The area of the inner loop of the graph of the polar equation \(r=1+2 \cos \theta\) is calculated by evaluating the integral \[ \frac{1}{2} \int_{{-\frac{2\pi}{3}}}^{{\frac{2\pi}{3}}} (1+2 \cos \theta)^2 \, d\theta\]

Step-by-step solution

Graphing the Polar Equation

Using a graphing utility or by manually plotting points, graph the given polar equation \(r=1+2 \cos \theta\). The graph will reveal two loops: an outer loop and an inner loop.

Determining the Limits of Integration

The inner loop begins and ends where \(r=0\).
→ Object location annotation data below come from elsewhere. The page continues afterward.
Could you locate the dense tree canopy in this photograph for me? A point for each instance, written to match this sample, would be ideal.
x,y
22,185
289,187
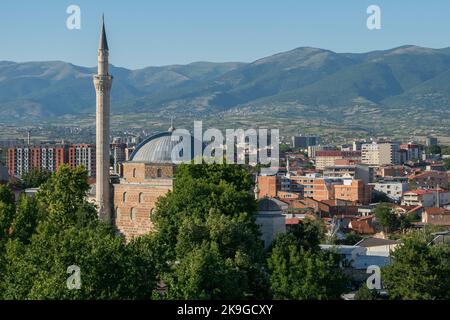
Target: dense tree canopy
x,y
59,229
419,270
300,270
210,218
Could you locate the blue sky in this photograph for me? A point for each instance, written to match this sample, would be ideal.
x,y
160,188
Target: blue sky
x,y
160,32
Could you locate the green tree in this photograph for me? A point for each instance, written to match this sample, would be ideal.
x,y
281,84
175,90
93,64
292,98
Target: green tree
x,y
63,194
206,274
7,211
211,214
69,233
364,293
26,219
419,271
35,178
447,164
299,274
386,218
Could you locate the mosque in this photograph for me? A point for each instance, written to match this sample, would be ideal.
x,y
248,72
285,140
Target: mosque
x,y
149,172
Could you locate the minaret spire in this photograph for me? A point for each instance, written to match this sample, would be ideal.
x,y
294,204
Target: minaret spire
x,y
103,83
256,190
103,39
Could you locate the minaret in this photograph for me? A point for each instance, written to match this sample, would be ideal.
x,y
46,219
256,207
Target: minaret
x,y
103,83
256,190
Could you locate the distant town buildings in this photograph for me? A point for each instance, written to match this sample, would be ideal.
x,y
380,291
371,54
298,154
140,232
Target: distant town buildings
x,y
379,154
331,158
431,141
83,155
28,158
303,142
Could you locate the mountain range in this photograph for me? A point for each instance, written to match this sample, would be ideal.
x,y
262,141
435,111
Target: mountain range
x,y
404,77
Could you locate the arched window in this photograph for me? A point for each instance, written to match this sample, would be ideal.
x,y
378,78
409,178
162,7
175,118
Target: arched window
x,y
133,214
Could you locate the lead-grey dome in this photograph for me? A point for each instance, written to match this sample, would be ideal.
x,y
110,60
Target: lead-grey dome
x,y
267,204
157,149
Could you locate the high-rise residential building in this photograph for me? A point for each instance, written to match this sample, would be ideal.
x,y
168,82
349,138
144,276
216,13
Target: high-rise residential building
x,y
304,142
21,160
312,150
410,152
431,141
328,158
83,155
379,154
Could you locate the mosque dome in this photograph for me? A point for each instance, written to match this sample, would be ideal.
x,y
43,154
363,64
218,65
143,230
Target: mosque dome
x,y
158,149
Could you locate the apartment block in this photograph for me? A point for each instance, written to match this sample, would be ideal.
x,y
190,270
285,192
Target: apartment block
x,y
328,158
379,154
21,160
83,155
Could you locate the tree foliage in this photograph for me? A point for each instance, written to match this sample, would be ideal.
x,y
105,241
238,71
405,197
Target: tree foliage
x,y
419,271
210,216
59,229
303,272
35,178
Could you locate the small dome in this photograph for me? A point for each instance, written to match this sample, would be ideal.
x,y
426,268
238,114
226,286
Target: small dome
x,y
268,204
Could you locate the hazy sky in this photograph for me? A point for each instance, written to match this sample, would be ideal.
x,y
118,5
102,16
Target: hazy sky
x,y
159,32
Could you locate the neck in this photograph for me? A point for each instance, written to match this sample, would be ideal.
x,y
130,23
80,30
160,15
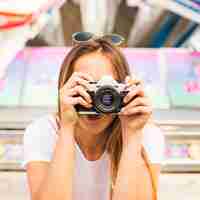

Solve for \(\theta\) in the equation \(r= 1+2 \cos \theta =0\) to find these angles. Upon solving, \(\theta = \pm \frac{2\pi}{3}\) would be obtained.

Calculating the Area of the Inner Loop

Now, the area of a polar curve can be calculated using the formula: \[ A= \frac{1}{2} \int_{{\theta1}}^{{\theta2}} r(\theta)^2 \, d\theta \] Here, \(\theta1=-\frac{2\pi}{3}\) and \(\theta2= \frac{2\pi}{3}\). Substituting \(r(\theta)=1+2 \cos \theta\) into the formula would yield: \[ A= \frac{1}{2} \int_{{-\frac{2\pi}{3}}}^{{\frac{2\pi}{3}}} (1+2 \cos \theta)^2 \, d\theta\] Solving this integral will give the area of the inner loop.